Paul’s point is that if we choose to follow the steps laid by God’s Spirit, God’s breath, God’s words, and God’s way of thinking (cf. Part 1), this is the kind of fruit we will see in our life. When Christians demonstrate these characteristics, it can only be attributed to God’s Spirit, because this fruit will not develop when we follow our own steps, or the steps of any other man.

The Importance of the Spirit

The point Paul makes is as relevant for the church today as it was then. There are many today who emphasize the need for love, patience, kindness, goodness, etc. with an attitude towards God’s word that deemphasizes doctrine whenever they fear it will lead to arguments or disagreement. There are others who are so passionate about defending “the truth” (or rather their party or sect’s definition of the truth; a false “truth” which is determined by their fleshly identity) that their lives are filled with fits of anger, rivalries, dissensions, and divisions.
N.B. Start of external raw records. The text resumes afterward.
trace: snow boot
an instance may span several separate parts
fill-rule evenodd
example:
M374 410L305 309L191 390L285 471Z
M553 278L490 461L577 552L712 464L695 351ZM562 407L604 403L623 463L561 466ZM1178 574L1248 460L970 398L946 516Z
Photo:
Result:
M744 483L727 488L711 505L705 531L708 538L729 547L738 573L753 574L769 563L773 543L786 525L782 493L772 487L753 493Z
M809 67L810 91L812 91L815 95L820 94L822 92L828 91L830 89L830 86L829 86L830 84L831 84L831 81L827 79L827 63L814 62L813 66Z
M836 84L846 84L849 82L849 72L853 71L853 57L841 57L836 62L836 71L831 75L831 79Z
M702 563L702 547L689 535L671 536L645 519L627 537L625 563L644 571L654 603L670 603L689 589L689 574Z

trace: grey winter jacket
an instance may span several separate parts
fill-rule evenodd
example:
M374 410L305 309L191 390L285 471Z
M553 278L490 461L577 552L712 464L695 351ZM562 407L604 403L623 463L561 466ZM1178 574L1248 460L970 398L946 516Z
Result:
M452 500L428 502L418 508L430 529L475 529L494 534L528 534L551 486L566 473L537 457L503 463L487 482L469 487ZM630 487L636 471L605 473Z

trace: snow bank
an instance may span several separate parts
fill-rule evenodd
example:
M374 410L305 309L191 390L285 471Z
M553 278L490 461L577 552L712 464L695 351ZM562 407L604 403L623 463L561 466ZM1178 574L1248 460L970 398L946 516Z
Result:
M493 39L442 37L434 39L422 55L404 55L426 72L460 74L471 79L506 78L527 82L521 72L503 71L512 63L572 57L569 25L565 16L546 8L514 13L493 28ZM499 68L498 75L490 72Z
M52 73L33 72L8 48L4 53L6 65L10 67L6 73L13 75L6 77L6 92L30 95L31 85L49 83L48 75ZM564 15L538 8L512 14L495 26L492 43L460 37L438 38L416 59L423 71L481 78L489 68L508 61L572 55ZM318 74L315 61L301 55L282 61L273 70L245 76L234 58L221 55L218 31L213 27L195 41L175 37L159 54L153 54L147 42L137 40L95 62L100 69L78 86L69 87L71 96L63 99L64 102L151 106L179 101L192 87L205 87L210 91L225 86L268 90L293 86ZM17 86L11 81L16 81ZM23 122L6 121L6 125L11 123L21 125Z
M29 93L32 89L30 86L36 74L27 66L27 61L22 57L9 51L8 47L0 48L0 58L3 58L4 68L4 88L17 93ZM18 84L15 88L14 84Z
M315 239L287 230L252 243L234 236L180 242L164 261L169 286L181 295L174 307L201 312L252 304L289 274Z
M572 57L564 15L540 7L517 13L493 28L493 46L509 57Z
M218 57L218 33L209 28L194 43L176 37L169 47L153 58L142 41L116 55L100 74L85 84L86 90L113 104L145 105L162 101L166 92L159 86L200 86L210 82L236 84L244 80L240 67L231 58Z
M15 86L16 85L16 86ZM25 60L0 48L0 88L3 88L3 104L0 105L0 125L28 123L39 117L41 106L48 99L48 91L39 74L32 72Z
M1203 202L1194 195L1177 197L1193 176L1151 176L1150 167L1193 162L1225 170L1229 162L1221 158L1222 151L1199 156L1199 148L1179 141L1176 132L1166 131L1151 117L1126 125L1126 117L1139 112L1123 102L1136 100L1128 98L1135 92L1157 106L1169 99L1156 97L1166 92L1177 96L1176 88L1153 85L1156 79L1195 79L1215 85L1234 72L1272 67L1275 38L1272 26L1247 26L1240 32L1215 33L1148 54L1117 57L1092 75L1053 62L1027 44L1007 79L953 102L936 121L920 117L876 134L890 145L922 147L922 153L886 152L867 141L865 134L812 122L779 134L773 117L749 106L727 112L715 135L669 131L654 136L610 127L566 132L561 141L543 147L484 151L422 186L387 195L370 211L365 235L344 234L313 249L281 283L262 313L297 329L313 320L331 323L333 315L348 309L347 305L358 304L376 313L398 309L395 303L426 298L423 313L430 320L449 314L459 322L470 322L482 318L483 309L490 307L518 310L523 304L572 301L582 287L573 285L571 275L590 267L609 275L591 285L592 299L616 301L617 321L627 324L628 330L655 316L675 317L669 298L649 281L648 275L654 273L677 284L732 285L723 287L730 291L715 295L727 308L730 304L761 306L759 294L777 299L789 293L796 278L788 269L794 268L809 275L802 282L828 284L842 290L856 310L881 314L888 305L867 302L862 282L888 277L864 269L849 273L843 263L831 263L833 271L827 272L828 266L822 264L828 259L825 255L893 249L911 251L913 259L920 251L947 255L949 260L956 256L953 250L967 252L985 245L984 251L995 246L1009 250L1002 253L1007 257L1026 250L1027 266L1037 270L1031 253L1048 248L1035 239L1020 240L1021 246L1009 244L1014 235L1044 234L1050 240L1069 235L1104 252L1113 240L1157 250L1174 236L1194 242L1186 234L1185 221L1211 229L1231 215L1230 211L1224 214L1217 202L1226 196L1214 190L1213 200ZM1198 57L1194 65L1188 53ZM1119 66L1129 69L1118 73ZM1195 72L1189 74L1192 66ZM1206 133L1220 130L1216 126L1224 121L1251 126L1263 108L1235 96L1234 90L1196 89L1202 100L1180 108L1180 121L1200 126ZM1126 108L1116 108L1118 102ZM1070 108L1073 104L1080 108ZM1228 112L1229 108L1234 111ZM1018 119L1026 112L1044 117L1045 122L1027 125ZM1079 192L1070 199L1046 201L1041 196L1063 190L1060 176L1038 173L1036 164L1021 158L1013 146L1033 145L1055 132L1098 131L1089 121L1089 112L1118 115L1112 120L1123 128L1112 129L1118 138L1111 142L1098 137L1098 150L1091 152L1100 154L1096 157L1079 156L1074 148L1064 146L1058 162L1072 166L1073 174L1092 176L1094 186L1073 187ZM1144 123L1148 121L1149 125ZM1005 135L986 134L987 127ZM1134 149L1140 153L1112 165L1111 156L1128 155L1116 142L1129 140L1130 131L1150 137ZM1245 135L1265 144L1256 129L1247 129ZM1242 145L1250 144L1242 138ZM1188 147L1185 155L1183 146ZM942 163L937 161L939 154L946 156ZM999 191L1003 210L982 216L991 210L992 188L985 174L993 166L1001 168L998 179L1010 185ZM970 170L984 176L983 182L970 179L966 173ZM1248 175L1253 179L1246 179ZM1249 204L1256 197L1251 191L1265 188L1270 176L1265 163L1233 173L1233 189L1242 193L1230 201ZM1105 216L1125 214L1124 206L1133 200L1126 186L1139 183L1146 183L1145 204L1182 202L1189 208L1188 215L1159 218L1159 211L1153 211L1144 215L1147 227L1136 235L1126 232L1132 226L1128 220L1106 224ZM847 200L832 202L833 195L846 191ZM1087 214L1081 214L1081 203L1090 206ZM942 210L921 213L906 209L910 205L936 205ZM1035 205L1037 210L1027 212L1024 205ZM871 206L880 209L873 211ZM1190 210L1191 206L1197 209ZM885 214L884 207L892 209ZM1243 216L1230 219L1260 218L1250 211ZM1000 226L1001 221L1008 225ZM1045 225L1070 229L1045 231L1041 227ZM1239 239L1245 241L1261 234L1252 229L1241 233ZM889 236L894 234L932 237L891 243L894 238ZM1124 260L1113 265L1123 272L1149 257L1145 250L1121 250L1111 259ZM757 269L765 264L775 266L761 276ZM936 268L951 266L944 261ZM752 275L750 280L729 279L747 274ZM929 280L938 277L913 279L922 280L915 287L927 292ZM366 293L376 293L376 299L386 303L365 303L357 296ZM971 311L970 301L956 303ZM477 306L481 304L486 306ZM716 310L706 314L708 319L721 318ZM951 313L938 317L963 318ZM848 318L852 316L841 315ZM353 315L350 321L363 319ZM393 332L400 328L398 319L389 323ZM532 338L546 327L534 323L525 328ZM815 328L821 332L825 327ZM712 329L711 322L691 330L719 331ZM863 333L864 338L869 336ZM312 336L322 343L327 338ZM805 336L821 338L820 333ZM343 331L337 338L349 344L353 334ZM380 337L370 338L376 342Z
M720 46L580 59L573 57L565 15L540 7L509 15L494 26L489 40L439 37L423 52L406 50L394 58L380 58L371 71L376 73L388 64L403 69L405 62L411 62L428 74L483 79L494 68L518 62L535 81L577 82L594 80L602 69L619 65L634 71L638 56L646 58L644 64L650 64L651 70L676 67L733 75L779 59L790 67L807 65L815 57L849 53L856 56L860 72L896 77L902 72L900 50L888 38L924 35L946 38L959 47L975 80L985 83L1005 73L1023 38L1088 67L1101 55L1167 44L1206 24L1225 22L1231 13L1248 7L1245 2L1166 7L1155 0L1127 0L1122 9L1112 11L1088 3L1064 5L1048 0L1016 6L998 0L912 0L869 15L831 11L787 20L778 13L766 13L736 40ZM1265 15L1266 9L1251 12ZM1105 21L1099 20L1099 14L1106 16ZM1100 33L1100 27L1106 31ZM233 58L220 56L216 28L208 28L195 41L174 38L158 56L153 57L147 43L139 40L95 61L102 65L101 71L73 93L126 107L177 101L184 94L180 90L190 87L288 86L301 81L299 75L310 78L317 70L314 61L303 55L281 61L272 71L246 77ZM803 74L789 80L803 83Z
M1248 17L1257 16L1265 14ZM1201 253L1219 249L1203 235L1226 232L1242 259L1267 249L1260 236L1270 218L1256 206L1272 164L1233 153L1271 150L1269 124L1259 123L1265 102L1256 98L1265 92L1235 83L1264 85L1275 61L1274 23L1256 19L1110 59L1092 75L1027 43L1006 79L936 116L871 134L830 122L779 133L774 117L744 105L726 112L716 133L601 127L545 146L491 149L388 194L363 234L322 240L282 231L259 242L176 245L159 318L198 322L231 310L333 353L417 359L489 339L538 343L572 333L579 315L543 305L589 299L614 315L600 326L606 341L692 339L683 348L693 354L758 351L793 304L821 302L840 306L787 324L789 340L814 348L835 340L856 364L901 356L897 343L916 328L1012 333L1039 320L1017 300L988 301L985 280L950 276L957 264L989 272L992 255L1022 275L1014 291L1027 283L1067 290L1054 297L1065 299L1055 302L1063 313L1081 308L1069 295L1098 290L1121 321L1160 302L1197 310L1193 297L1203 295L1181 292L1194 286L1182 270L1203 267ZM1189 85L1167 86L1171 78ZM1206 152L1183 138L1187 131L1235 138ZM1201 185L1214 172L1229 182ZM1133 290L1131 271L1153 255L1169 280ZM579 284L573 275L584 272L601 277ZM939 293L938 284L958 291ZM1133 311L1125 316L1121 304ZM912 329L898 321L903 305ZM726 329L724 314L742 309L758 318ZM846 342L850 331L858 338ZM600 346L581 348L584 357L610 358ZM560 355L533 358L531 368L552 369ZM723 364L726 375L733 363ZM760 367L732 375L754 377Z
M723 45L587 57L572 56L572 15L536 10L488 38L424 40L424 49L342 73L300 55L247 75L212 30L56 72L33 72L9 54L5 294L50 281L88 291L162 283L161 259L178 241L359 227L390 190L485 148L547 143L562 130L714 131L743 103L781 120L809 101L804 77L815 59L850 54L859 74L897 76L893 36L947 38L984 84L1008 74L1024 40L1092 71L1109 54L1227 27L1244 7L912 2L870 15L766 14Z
Paul’s answer to these two errors is short and clear. As Christians, we must be people who are determined to follow His Spirit, His breath, His words, and His way of thinking. If we live by the Spirit, our lives will bear His fruit.

Christians who are concerned with speaking the truth in love (Eph. 4:15) do themselves a disservice when they do not ground in their teaching, as Paul did, in a biblical understanding of the Holy Spirit.